Yes Harvey... that's one tall oil tank..
I'd bet half the height would have the look n feel of the average converted tender runninG!

Git er done buddy!! ThanX

SD


----------



## harvey (Dec 30, 2008)

Hi Dirk,
"Get her done" is much easier said than done around here these days. As you can see I've modified the post to show the revised oil tank height. I did purchase a drawing of the locomotive from the National Archives, but it was a coal burner so I'm relying on photographs.










I think we had better let Cliffy get back to his post.
Cheers.


----------



## CliffyJ (Apr 29, 2009)

Thanks for those pics Harvey, that looks great! Nice job on the top edge bead / lip, and the brass details look wonderful.


----------



## East Broad Top (Dec 29, 2007)

Cool! Nice transformation of a tender most of us have in our scrap boxes. 

Later,

K


----------



## Scott (Jan 29, 2008)

Nice work Harvey, the tender looks similar to one from a T class loco. The SAR converted a number of loco's to oil burners including several Garretts when steam ruled the rails.


----------



## CliffyJ (Apr 29, 2009)

I've completed my "conversion," shown on this thread. I'm afraid it's quite the hack job for now, but some day I hope to do the loco better justice. 

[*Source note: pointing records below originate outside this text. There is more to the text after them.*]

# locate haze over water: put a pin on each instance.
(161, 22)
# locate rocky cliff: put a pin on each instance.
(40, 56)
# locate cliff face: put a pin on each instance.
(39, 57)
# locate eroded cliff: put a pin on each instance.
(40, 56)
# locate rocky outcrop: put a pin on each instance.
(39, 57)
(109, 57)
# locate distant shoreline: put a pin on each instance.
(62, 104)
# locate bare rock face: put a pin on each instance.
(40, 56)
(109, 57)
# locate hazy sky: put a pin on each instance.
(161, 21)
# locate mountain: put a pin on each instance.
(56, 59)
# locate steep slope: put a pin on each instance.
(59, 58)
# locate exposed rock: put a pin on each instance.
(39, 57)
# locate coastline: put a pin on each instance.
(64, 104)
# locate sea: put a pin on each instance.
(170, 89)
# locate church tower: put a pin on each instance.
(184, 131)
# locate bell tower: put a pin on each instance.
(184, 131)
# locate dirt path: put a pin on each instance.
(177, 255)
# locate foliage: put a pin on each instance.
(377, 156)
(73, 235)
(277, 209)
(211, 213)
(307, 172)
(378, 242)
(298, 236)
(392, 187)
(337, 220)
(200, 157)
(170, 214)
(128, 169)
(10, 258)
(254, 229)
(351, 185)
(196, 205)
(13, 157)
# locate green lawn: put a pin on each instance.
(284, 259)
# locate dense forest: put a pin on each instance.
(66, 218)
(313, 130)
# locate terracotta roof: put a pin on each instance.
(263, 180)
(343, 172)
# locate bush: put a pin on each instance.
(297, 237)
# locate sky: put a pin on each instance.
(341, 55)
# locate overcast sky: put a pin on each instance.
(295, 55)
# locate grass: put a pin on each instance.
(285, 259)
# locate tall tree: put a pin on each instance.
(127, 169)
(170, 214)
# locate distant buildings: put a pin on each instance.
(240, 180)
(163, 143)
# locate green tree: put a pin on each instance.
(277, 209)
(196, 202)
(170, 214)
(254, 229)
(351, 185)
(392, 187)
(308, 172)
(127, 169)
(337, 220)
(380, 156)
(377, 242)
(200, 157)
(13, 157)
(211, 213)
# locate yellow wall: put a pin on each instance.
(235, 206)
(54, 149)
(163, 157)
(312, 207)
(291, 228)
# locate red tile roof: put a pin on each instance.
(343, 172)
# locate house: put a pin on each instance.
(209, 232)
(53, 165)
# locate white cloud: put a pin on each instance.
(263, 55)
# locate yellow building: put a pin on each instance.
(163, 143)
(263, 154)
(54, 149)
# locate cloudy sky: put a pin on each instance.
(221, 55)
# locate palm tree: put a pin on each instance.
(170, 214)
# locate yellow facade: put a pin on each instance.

http://forums.mylargescale.com/39-dcc-large-scale/72410-dcc-install-bachmann-annie-4.html#post988306


----------



## harvey (Dec 30, 2008)

Hi Cliffy,
I don't know about a "hack job" it looks quite a lot better than many I've seen. You'll have to post an in service picture.
Well done and thanks for posting.
Cheers.


----------



## CliffyJ (Apr 29, 2009)

Thanks Harvey, and will do.


----------